First Quarter 2021 Highlights and Upcoming Anticipated Milestones

Corporate:

Completed Initial Public Offering: On March 23, 2021, Instil closed its initial public offering of 18,400,000 shares of common stock, including the full exercise of the underwriters’ option to purchase an additional 2,400,000 shares of common stock at the public offering price of $20.00 per share. The gross proceeds of the offering were $368 million, before underwriting discounts and commissions and other offering expenses payable by Instil. The Company’s common stock now trades on the Nasdaq Global Select Market under the symbol "TIL."
Clinical and Regulatory:

Orphan Drug Designation for ITIL-168: On April 27, 2021 Instil received orphan drug designation from the U.S. Food and Drug Administration for the treatment of melanoma stages IIB to IV for its ITIL-168 TIL product candidate.
American Association for Cancer Research (AACR) (Free AACR Whitepaper) Virtual Annual Meeting: Presented late-breaking e-Poster on clinical data from a compassionate use program for the treatment of metastatic melanoma at the AACR (Free AACR Whitepaper) virtual meeting April 10 – 15, 2021.
Upcoming Phase 2 Clinical Trial: Instil expects to initiate a Phase 2 clinical trial of ITIL-168 for the treatment of advanced melanoma and begin enrolling patients in the second half of 2021.
Manufacturing:

Facility Readiness for Clinical Trials: Manufacturing facilities in the United Kingdom are functional and ready to support clinical manufacturing for the upcoming ITIL-168 clinical trial, with additional capacity expected to come online later this year.
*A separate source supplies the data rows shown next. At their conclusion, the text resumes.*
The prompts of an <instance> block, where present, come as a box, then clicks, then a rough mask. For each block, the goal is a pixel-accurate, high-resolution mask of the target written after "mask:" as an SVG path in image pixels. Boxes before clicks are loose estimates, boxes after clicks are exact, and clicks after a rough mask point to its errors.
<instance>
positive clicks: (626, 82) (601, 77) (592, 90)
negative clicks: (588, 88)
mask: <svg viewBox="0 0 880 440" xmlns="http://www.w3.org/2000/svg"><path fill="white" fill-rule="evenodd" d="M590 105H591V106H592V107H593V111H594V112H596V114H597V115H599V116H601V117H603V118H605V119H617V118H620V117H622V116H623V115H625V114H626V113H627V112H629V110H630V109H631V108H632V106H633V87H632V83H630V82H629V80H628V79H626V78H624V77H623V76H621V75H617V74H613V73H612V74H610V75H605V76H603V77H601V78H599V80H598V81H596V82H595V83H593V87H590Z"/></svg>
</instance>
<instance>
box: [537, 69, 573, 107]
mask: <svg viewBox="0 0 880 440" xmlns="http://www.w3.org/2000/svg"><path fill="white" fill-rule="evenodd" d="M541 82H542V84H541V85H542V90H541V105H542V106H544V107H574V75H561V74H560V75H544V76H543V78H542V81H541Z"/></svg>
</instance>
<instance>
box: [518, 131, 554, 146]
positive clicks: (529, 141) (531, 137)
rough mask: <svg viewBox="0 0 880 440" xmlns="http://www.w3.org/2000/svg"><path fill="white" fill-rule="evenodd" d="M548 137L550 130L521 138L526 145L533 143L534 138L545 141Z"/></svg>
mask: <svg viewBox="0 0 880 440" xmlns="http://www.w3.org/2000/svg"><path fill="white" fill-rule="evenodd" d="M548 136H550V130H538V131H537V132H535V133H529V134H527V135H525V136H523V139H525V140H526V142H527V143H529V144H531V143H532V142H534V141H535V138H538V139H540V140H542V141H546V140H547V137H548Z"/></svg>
Instil also expects U.S. clinical manufacturing to be online in the first half of 2022.
First Quarter 2021 Financial and Operating Results

As of March 31, 2021, cash and cash equivalents totaled $609.6 million, compared to $241.7 million as of December 31, 2020. The Company expects that its cash and cash equivalents as of March 31, 2021 will enable it to fund its operating plan into 2023.

Research and development expenses for the three months ended March 31, 2021 were $14.4 million, compared to $2.0 million for the same period in 2020.

General and administrative expenses for the three months ended March 31, 2021 were $9.0 million, compared to $1.9 million for the same period in 2020.